Every invoice, the store representatives testified Wednesday, were paid by international wire transfers – some sending hundreds of thousands of dollars at a time.

Maximilian Katzman, manager at Alan Couture, said Manafort was the only one of up to 50 regular clients who paid in such a way.

Katzman, wearing a form-fitting blue suit befitting the New York tailor's international reputation, described Manafort as one of the shop's "top five clients."

He identified Manafort, seated a few feet away at the defense table, as the same man who appeared for fittings and who corresponded with him by email to settle his accounts.

In 2013, Manafort's purchases totaled $444,160.

Ron Wall, a financial contractor for the exclusive House of Bijan where clothing is described as "wearable art," recognized Manafort from years of invoices as a "very good customer" for at least three years.

A single bill for assorted Bijan jackets, suits and shirts totaled $128,000, Wall said.

The money flowed, prosecutors asserted, almost exclusively from secret accounts Manafort held in Cyprus, where the political operative allegedly stashed tens of millions of dollars that he did not report as income for work he performed in Ukraine.

The same method of payment was used to settle accounts with a favored New York home remodeling contractor, a Virginia Mercedes-Benz dealer and former neighbor who doubled as Manafort's real estate agent.

Steve Jacobson, now retired, told the jury that his remodeling company was paid at least $3.2 million over five years for work on at least four homes linked to Manafort and his wife, Kathleen, including a Long Island vacation residence in the Hamptons.
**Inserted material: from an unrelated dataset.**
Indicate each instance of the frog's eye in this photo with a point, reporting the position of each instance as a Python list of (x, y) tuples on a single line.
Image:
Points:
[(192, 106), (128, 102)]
Manafort's repeated use of international wire transfers, Jacobson said, sometimes delayed timely payment, especially when one of Jacobson's business accounts was closed.

The government's detailed cataloging of dozens of wire transfers, however, clearly wore on Judge Ellis as some vendors offered strikingly similar accounts of Manafort preference for reconciling his debts.

After a Virginia contractor offered an elaborate explanation for the $104,000 design of a backyard garden at the $1.9 million Arlington, Virginia, home of Manafort's daughter, Ellis cut off prosecutors and began questioning the witness himself.

"This is hardly a good expenditure of time," Ellis snapped, referring to the contractor's "exquisite" description of a pergola adorned with climbing wisteria and hydrangeas.

"You're done," Ellis called out to the prosecutor. "Let's move on!"

Manafort's time working for Donald Trump is not directly related to the proceedings in this case, which is focused on Manafort's business dealings in Ukraine, where he worked for a pro-Russian political faction and former Ukraine President Viktor Yanukovych, who is now in exile in Russia.

Manafort is charged with 18 criminal counts, including tax evasion, bank fraud and conspiracy.